The Canadian Press - ONLINE EDITION
Emotions run deep for Toronto FC midfielder Michael Bradley at World Cup
The emotions will run deep for Toronto FC star midfielder Michael Bradley as he lines up for the U.S. against Ghana at the World Cup on Monday.
"Representing your country is such an incredible honour. For any athlete to be able to walk out on a field, on a court, representing your country, wearing the colours, hearing the national anthem before the game," Bradley said. "It's the biggest thing that any of us do, because you're representing an entire nation — and everything that goes along with that. It's a responsibility, it's an honour and it's something that gives us all such great pride.
"To do that at a World Cup is hard to describe, standing on the field at a World Cup, listening to 'The Star-Spangled Banner.' Looking around, seeing all the American fans there supporting us. Looking in the stands and seeing your wife and your mom and your sisters and everybody that means so much to you, it's a powerful thing."
It doesn't take long to find out that there is depth to Bradley on and off the field.
Signed from Roma in the off-season, Bradley has quickly proved to be Toronto FC's fulcrum. He is equally important to the U.S. national team, a box-to-box midfield general who sets the tone.
Just 26, Bradley enters the tournament with 86 caps to rank 20th on the U.S. all-time list. His next appearance will bump him up one place on that ledger, tying him with Steve Cherundolo.
He earned the 10th assist of his national team career in a 2-1 friendly win over Nigeria on June 7 to tie for 12th all-time with Cherundolo, Chris Henderson, Brian McBride and Earnie Stewart.
Bradley played every minute for the U.S. at the 2010 World Cup in South Africa, where the Americans were knocked out 2-1 by Ghana after extra time in the round of 16.
He scored a crucial 82nd-minute goal to give the U.S. a 2-2 tie with Slovenia and covered more than 35 kilometres during group play. It was the third most at the tournament, according to FIFA’s player tracking.

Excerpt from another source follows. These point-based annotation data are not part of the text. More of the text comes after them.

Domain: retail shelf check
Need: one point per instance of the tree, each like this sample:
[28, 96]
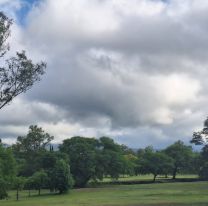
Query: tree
[7, 170]
[18, 183]
[3, 188]
[62, 177]
[201, 137]
[82, 155]
[181, 155]
[154, 162]
[39, 180]
[19, 73]
[28, 149]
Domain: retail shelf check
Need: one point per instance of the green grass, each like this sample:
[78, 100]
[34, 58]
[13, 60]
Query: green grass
[147, 177]
[170, 194]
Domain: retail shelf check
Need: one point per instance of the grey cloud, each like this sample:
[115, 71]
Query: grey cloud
[129, 70]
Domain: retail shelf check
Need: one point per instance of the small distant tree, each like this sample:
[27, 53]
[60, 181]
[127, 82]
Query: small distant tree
[181, 155]
[155, 162]
[28, 149]
[39, 180]
[3, 188]
[201, 137]
[62, 177]
[18, 184]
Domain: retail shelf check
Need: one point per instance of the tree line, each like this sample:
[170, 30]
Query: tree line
[33, 163]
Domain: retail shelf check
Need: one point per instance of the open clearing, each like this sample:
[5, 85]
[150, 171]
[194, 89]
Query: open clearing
[195, 193]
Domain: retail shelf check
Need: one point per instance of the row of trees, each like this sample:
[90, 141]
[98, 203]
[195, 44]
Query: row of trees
[32, 162]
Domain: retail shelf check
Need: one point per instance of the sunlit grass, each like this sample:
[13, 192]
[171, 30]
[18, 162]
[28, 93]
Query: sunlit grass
[195, 193]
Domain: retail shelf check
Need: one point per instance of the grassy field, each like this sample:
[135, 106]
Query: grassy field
[195, 193]
[148, 177]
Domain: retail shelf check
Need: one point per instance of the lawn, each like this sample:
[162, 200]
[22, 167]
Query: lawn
[149, 177]
[195, 193]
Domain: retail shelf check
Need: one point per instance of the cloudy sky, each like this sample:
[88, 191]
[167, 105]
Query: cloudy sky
[133, 70]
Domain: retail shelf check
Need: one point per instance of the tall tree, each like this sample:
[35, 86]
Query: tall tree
[17, 74]
[7, 170]
[201, 137]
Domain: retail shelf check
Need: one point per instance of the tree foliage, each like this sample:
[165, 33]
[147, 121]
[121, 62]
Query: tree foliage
[19, 73]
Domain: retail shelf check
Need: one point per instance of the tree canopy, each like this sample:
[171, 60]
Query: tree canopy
[18, 73]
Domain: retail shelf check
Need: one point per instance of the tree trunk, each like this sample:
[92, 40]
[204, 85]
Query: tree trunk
[154, 178]
[174, 173]
[17, 195]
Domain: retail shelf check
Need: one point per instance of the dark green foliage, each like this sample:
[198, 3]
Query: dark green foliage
[7, 170]
[18, 184]
[181, 155]
[28, 149]
[200, 137]
[5, 24]
[82, 155]
[154, 162]
[62, 177]
[39, 180]
[19, 73]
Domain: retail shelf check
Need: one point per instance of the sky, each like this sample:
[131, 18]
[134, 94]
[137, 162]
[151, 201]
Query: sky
[132, 70]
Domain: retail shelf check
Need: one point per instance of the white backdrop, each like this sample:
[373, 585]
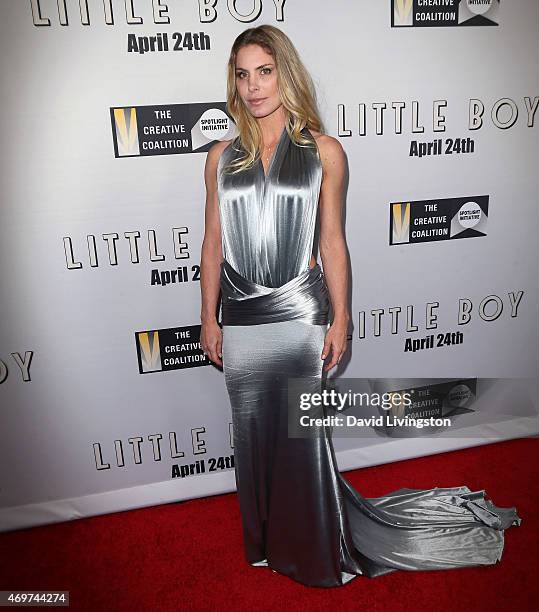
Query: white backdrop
[106, 402]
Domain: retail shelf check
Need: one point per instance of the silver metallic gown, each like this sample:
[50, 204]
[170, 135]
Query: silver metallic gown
[300, 516]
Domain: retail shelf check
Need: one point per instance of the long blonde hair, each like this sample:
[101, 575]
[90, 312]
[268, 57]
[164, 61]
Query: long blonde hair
[296, 90]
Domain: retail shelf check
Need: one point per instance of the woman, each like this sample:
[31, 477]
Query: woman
[300, 516]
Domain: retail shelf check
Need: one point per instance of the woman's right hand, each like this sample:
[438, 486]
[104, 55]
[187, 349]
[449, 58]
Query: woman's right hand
[211, 341]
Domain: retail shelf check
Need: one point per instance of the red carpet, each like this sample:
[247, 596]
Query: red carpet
[189, 556]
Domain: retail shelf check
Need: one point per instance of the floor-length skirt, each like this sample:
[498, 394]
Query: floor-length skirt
[300, 516]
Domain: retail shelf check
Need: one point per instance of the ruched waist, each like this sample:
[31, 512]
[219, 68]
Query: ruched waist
[305, 297]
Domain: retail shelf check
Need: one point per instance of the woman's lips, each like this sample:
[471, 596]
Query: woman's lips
[256, 102]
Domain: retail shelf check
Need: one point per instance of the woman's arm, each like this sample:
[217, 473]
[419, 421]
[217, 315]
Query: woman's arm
[333, 245]
[210, 260]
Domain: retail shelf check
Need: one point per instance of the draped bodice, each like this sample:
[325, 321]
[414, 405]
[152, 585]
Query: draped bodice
[268, 221]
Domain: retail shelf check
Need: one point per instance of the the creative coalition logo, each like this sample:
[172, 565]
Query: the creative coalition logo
[169, 129]
[441, 219]
[438, 13]
[175, 348]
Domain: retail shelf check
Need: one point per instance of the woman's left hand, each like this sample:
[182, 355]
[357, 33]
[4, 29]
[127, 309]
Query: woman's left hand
[335, 341]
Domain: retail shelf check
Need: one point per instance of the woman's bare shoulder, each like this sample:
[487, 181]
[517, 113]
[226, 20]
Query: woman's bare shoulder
[213, 156]
[331, 151]
[217, 148]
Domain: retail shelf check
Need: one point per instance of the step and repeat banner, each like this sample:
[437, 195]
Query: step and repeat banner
[109, 108]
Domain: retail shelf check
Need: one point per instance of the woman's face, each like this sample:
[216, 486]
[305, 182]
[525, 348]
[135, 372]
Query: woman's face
[256, 80]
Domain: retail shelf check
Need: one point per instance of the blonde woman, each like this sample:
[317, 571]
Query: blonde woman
[264, 189]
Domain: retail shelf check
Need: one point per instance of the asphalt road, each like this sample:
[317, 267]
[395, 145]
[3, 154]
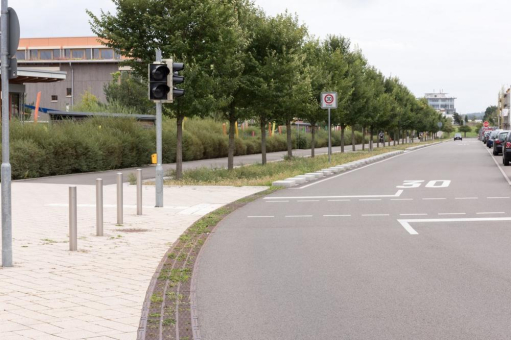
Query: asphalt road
[110, 177]
[368, 255]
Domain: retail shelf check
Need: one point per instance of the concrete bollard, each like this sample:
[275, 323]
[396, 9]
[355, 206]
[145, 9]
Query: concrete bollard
[139, 191]
[73, 235]
[99, 207]
[119, 198]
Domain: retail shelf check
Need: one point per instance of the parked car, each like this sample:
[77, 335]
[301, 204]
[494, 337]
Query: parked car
[497, 143]
[485, 136]
[494, 134]
[506, 150]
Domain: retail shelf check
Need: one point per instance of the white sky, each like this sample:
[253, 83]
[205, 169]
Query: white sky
[462, 47]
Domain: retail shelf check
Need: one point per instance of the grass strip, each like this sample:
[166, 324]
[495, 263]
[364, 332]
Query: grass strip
[265, 175]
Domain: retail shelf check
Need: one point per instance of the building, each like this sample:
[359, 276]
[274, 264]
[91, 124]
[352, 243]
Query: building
[442, 103]
[26, 78]
[89, 65]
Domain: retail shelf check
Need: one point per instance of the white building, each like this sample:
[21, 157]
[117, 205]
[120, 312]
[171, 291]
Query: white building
[442, 103]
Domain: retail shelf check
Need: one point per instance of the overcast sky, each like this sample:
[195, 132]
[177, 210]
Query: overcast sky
[462, 47]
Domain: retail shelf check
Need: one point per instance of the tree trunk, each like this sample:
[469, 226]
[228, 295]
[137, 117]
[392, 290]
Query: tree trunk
[371, 139]
[353, 139]
[232, 129]
[263, 142]
[363, 138]
[179, 148]
[289, 140]
[313, 139]
[343, 127]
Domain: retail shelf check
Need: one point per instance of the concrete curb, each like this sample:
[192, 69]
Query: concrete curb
[293, 181]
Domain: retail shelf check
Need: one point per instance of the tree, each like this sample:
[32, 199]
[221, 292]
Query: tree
[465, 129]
[184, 30]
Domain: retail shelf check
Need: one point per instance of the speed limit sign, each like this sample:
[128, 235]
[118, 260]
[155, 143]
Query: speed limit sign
[329, 100]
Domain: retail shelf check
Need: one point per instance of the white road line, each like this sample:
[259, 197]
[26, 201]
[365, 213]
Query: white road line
[500, 168]
[397, 194]
[406, 223]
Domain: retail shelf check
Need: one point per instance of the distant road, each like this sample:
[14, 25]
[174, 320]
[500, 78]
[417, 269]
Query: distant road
[414, 247]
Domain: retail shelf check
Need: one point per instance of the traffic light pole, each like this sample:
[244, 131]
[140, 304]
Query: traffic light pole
[6, 166]
[159, 167]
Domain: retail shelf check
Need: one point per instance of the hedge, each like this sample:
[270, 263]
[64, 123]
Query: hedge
[113, 143]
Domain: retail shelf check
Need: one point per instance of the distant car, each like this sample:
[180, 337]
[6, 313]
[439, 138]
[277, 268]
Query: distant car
[497, 143]
[494, 134]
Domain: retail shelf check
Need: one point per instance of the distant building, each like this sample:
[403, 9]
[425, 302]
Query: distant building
[442, 103]
[89, 65]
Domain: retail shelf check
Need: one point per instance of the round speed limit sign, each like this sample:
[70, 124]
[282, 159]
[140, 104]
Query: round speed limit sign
[329, 100]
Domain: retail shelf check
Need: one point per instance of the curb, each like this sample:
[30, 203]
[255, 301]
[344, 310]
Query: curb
[309, 177]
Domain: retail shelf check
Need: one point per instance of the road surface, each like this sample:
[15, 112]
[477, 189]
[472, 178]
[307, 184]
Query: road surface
[414, 247]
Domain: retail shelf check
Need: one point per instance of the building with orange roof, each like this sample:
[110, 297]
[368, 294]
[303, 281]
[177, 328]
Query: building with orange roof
[89, 65]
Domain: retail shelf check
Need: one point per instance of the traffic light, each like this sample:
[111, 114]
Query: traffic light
[159, 89]
[176, 79]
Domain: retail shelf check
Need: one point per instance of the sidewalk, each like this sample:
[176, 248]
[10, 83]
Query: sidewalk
[98, 291]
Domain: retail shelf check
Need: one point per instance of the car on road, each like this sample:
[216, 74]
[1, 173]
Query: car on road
[497, 143]
[494, 134]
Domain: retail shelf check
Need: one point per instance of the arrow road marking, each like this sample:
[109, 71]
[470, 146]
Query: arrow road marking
[397, 194]
[406, 223]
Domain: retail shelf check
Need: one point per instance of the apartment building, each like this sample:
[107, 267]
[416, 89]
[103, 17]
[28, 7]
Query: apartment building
[88, 63]
[441, 102]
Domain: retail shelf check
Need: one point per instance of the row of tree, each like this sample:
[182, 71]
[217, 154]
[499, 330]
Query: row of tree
[243, 64]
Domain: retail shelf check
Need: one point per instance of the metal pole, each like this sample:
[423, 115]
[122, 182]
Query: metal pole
[159, 167]
[6, 165]
[73, 243]
[99, 207]
[119, 198]
[139, 191]
[329, 138]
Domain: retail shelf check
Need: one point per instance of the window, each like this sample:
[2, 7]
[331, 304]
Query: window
[45, 55]
[107, 54]
[78, 54]
[20, 55]
[34, 55]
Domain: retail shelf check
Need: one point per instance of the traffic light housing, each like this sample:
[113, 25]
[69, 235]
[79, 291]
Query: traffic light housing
[159, 89]
[162, 78]
[176, 79]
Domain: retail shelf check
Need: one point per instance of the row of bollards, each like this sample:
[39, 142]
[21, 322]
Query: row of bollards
[73, 207]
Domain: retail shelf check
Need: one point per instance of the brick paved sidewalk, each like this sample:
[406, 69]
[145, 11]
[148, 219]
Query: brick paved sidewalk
[97, 292]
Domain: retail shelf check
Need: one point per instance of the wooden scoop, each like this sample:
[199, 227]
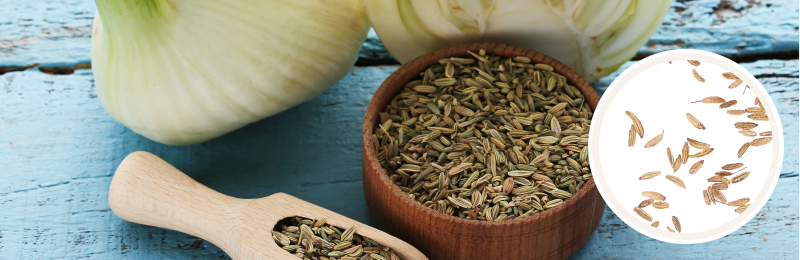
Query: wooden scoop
[147, 190]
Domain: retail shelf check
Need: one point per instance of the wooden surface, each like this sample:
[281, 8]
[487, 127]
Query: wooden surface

Ghana also beat the U.S. at the 2006 tournament, knocking them out of contention for the knockout round with a 2-1 win in the final game of the group stage.
For Bradley, whose father Bob coached the 2010 national team, the World Cup in South Africa was special.
"We played in a way that when people back home watched, they were proud to watch us. They identified with us. That saw a team that fought for each other, that never gave up — even if things didn't come easy or didn't come quickly, gave everything it had for each other until the bitter end. Hopefully we are ready to do that again and take it a step or two farther, even in a difficult group."
In Brazil, the 13th-ranked Americans must deal with No. 2 Germany, No. 4 Portugal and No. 37 Ghana in the group stage.
Rather than complain about the degree of difficulty such a challenge entails, Bradley talks of "an incredible opportunity."
"There's a quiet confidence amongst us," he said. "If we can be as mentally and physically sharp as we can be, we have a real chance."
Bradley, one of five members of the U.S team with World Cup experience (alongside Jozy Altidore, DaMarcus Beasley, Clint Dempsey and Tim Howard), expects the tournament to be welcomed back home by more fans than ever before.
With expanded television coverage of the sport on a weekly basis, the appetite for soccer's biggest showcase has grown in North America.
"Everything stops," for the World Cup, he said.
It's an interesting phenomenon for players at the tournament, who are largely kept away from the hubbub.
"As a player, you're there and it's a dream come true. But in some many ways, it's business as usual," Bradley said in an interview prior to arriving in Brazil. "In so many ways now, it's not unlike any other camp with the national team. There's training, there's meals together, there's meetings, there's gym sessions. And you're doing all the same things that you normally do, only it's a World Cup."
In South Africa, the Americans stayed in a beautiful, peaceful lodge outside of Johannesburg.
"Only when we spoke to our friends and family back home, only when we went on the Internet, on Facebook, on Twitter did you really start to then understand what was going on back home and how excited people were ... it's an incredible feeling to know you're a part of something that has that power."
The goal is to take that excitement and take it even further, he said.
Bradley says his decision to return to MLS this season has positioned him well for the tournament, in terms of fitness and readiness. His only regret has been missing matches for Toronto.